Jean-Matthieu Méon, Université de Lorraine
L’élection de Richard Corben au Grand Prix de la Ville d’Angoulême a suscité une réelle surprise des commentateurs. Surprise au regard de la visibilité des deux autres prétendants au titre, l’Américain Chris Ware à la renommée internationale et le Français Emmanuel Guibert, auteur de La Guerre d’Alan ou du Photographe (avec Didier Lefèvre et Frédéric Lemercier).
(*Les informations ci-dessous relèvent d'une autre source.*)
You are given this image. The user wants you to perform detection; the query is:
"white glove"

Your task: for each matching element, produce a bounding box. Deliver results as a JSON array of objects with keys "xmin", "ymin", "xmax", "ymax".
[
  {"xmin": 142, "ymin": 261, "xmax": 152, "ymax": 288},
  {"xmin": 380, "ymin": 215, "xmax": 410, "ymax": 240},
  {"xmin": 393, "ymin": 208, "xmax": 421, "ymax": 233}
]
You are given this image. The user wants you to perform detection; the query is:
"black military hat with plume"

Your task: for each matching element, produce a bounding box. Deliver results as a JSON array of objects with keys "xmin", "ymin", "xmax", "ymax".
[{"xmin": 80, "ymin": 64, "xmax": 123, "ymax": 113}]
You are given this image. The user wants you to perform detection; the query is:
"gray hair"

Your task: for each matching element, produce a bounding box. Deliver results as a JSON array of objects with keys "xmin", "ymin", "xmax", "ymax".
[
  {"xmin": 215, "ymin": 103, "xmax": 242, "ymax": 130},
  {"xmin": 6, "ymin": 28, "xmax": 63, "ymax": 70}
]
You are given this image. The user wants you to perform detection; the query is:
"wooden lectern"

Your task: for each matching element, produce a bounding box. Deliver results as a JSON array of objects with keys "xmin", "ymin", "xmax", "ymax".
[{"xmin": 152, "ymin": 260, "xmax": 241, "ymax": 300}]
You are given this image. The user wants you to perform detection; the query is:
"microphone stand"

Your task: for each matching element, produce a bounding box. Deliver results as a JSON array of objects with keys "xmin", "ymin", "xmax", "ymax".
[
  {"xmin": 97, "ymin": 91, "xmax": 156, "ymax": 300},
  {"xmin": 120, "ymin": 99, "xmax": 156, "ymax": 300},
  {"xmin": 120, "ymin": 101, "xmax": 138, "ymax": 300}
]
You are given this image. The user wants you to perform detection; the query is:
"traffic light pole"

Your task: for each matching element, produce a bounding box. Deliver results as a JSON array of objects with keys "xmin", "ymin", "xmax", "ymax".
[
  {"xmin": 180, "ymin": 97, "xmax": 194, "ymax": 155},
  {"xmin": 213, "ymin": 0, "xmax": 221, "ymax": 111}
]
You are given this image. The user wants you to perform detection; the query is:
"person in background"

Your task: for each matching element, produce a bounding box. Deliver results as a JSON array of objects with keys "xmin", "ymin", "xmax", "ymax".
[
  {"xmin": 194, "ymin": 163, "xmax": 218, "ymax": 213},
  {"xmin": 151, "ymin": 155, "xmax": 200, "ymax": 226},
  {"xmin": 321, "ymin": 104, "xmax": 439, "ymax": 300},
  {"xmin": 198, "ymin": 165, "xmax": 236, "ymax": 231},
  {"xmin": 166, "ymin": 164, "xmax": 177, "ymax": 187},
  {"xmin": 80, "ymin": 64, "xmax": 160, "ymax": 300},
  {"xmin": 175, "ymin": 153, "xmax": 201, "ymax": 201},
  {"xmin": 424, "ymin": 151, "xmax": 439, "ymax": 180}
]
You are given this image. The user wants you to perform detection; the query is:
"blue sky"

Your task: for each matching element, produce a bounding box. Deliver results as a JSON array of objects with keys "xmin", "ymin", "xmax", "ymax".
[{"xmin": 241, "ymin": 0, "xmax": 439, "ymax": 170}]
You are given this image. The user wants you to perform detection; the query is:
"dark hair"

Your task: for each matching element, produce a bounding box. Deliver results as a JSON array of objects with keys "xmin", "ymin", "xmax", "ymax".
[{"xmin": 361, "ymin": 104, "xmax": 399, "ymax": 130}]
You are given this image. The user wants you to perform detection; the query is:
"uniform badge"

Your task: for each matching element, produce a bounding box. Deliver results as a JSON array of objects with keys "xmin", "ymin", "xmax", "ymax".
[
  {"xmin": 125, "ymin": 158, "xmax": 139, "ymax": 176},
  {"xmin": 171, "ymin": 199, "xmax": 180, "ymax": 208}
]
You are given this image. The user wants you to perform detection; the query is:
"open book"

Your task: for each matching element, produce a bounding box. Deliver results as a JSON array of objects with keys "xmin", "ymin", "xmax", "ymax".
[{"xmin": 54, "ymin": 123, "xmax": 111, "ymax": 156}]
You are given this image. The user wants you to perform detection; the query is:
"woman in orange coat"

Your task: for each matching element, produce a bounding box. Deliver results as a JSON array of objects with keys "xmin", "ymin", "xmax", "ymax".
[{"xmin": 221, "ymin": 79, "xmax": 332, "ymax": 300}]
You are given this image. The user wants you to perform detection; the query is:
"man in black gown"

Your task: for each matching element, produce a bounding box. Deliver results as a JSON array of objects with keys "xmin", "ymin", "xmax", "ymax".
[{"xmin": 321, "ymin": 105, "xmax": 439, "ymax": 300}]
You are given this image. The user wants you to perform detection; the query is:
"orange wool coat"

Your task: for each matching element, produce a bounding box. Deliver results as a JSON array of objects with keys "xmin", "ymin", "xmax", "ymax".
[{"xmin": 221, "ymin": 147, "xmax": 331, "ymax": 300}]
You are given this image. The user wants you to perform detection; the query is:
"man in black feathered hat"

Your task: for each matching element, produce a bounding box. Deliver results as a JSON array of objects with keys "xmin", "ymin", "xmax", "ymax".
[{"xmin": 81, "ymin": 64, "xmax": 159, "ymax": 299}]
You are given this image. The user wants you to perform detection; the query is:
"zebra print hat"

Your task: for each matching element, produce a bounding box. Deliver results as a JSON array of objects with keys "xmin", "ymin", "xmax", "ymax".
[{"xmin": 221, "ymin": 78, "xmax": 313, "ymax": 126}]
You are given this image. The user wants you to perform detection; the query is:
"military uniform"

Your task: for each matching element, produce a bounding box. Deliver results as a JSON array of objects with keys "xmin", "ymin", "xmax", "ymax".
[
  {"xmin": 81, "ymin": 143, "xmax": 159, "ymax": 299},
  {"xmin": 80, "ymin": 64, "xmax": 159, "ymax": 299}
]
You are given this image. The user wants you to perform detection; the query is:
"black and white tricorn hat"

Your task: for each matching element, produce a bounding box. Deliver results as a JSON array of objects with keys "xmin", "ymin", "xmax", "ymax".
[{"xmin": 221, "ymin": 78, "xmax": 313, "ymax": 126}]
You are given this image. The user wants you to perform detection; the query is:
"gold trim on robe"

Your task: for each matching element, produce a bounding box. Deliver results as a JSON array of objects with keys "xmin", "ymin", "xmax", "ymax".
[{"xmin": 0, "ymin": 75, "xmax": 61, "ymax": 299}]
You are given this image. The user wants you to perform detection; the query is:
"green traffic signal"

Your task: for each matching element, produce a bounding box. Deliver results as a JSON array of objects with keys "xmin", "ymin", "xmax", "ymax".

Surprise aussi en raison des caractéristiques les plus visibles de l’œuvre de Corben : des récits de science-fiction et d’horreur, aux couleurs saturées et peuplés de corps aux formes excessives, qui semblent bien éloignés des récits personnels pour lesquels Ware ou Guibert sont plébiscités.
Pour comprendre cette impression de décalage, il faut revenir sur l’œuvre et sur le parcours de cet auteur. Au-delà de la virtuosité graphique, qui s’exprime dans les corps comme dans les modelés et les couleurs, et du caractère outrancier et volontairement grotesque de son imagerie (qui peut susciter en elle-même critiques et réticences), la carrière de Corben est aussi à lire au regard des différents espaces de la bande dessinée américaine qu’il a traversés depuis la fin des années 1960.
C’est à travers l’histoire de la constitution de ces espaces, de leurs écarts et de leurs éventuelles passerelles que la position décalée de Corben devient intelligible. Pour paraphraser le titre d’un célèbre roman fantastique qu’il a adapté, Corben est un dessinateur au bord des mondes.
Corben et le renouvellement des années 1970
Les années 1970 sont une période de renouvellement pour la bande dessinée américaine. L’underground né à la fin des années 1960, entre autres autour des comix de Robert Crumb, a apporté de nouvelles libertés et avec elles de nouvelles thématiques –la sexualité et la drogue mais aussi la critique sociale, l’autobiographie… – qui se développent dans cette nouvelle décennie.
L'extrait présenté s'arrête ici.